In vivo, O. elongatum extracts demonstrated noteworthy antifungal activity, exerting a significant inhibitory effect on infection severity (p ≤ 0.01). This effect was observed for both organic and aqueous extracts with different degrees depending on the type of extract and concentration (Table 3).
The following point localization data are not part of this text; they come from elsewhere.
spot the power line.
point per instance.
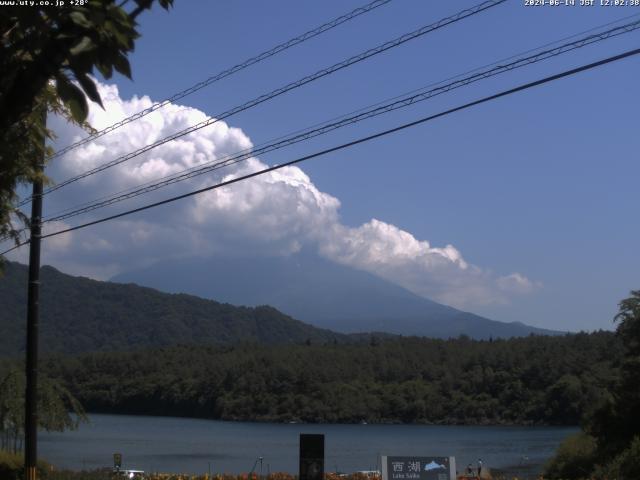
(378, 109)
(291, 86)
(343, 146)
(230, 71)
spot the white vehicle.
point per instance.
(129, 474)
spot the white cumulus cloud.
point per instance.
(277, 213)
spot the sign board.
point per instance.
(418, 468)
(311, 457)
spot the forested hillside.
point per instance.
(82, 315)
(533, 380)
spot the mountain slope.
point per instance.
(81, 315)
(322, 293)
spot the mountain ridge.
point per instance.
(83, 315)
(322, 293)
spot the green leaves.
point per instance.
(90, 89)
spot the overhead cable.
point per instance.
(378, 109)
(291, 86)
(343, 146)
(228, 72)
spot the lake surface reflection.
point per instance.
(182, 445)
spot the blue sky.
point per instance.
(543, 183)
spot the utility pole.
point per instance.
(31, 394)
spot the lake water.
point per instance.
(167, 444)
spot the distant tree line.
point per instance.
(533, 380)
(609, 444)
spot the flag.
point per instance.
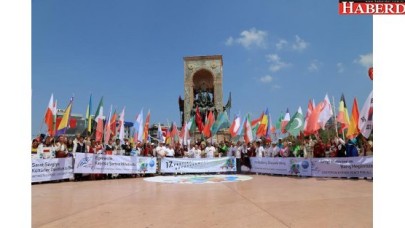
(88, 117)
(99, 117)
(296, 124)
(343, 115)
(311, 105)
(198, 120)
(113, 123)
(264, 124)
(365, 123)
(168, 138)
(174, 134)
(160, 134)
(191, 124)
(207, 128)
(99, 112)
(220, 123)
(326, 112)
(139, 127)
(233, 130)
(353, 130)
(146, 127)
(285, 121)
(272, 128)
(255, 124)
(248, 136)
(64, 123)
(121, 124)
(107, 130)
(184, 134)
(50, 115)
(279, 121)
(241, 130)
(313, 124)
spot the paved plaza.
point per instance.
(263, 201)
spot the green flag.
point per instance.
(296, 123)
(222, 122)
(280, 119)
(191, 124)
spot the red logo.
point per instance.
(372, 7)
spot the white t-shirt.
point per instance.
(169, 152)
(209, 150)
(238, 152)
(275, 151)
(197, 153)
(160, 151)
(259, 151)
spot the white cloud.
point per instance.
(229, 41)
(266, 79)
(249, 38)
(275, 62)
(281, 44)
(314, 65)
(299, 44)
(340, 67)
(365, 60)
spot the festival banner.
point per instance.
(98, 163)
(284, 166)
(197, 165)
(51, 169)
(342, 167)
(146, 165)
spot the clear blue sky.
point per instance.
(276, 54)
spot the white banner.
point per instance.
(51, 169)
(285, 166)
(342, 167)
(146, 165)
(197, 165)
(98, 163)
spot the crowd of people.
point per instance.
(63, 146)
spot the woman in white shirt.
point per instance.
(197, 152)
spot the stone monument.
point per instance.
(202, 87)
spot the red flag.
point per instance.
(207, 128)
(99, 130)
(354, 119)
(313, 124)
(113, 124)
(198, 120)
(309, 111)
(49, 116)
(146, 127)
(343, 115)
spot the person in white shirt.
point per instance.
(275, 150)
(210, 151)
(259, 150)
(238, 155)
(197, 152)
(169, 151)
(160, 150)
(190, 152)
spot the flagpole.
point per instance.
(334, 114)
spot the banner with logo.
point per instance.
(51, 169)
(342, 167)
(197, 165)
(98, 163)
(284, 166)
(146, 165)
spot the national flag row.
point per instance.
(315, 119)
(100, 127)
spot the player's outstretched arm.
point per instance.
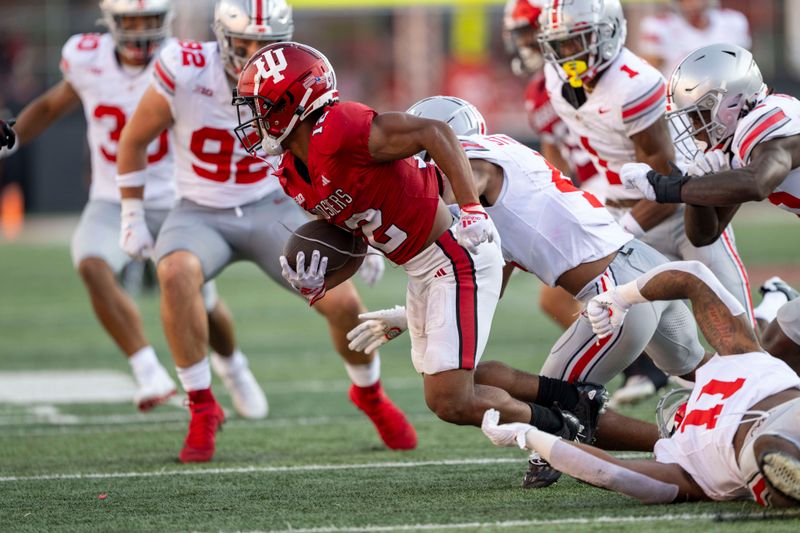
(646, 480)
(721, 317)
(653, 147)
(399, 135)
(152, 116)
(770, 163)
(43, 111)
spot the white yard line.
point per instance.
(279, 469)
(262, 469)
(547, 522)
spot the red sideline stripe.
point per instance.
(612, 177)
(555, 13)
(758, 490)
(466, 299)
(743, 273)
(165, 79)
(587, 357)
(655, 97)
(775, 117)
(784, 198)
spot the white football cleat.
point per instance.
(249, 399)
(783, 472)
(156, 391)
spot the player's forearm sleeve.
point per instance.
(584, 466)
(704, 274)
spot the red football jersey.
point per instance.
(392, 204)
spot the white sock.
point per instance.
(234, 363)
(365, 375)
(145, 365)
(195, 377)
(767, 310)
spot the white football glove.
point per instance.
(634, 176)
(309, 283)
(709, 162)
(379, 328)
(606, 312)
(134, 237)
(474, 227)
(512, 434)
(371, 269)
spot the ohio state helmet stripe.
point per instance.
(555, 13)
(760, 129)
(260, 11)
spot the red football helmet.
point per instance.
(281, 85)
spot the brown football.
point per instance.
(345, 251)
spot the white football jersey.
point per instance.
(670, 37)
(777, 116)
(211, 165)
(628, 98)
(546, 225)
(109, 93)
(726, 388)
The majority of the concentrations tested from both aqueous and organic extracts induced significantly lower disease severity index scores compared to the control group (100%). It is important to note that lower severity values indicate higher effectiveness of the extracts. Notably, the aqueous extract at a concentration of 25 mg/mL exhibited the most potent inhibitory effect against P. infestans (p < 0.001), while 10 mg/mL elicited the lowest inhibitory effect. Moreover, the efficacy of the methanol extract (ME) was found to be remarkable as it demonstrated the highest inhibition of late blight disease severity, reaching approximately 95% at a concentration of 20 mg/mL. Similar inhibitory effects were observed for all tested organic extracts with dose-dependent efficiencies. Both ME and chloroform extract (CE) displayed significantly lower severity rates compared to hexane extract (HE). At a concentration of 10 mg/mL, CE showed the highest severity, followed by ME, while the lowest severity was observed using HE. At a concentration of 20 mg/mL, ME exhibited the lowest severity, followed by EC and HE, respectively (Table 3).

Table 3

Table 3 Effect of Origanum elongatum extracts on the disease severity Phytophthora infestans noted after 10 days of incubation at 25°C on potato leaves.

3.3.2 Effect of O. elongatum organic and aqueous extracts on P. infestans AUDPC

The values of AUDPC of both organic and aqueous extracts of O. elongatum are presented in Table 4. The lowest values of AUDPC indicate great effectiveness against P. infestans. The findings indicated dose-dependent inhibitory effects using aqueous and organic extracts (p < 0.001). In terms of comparison among organic extracts, HE showed the lowest inhibitory effects against P. infestans in all tested concentrations compared to CE and ME (p < 0.05). In 20 mg/mL and 10 mg/mL, the ME showed the highest inhibitory capacity, while in 5 mg/mL, the highest effectiveness was detected in CE (p < 0.05).

Table 4

Table 4 Comparison of AUDPC values between the extracts and concentrations.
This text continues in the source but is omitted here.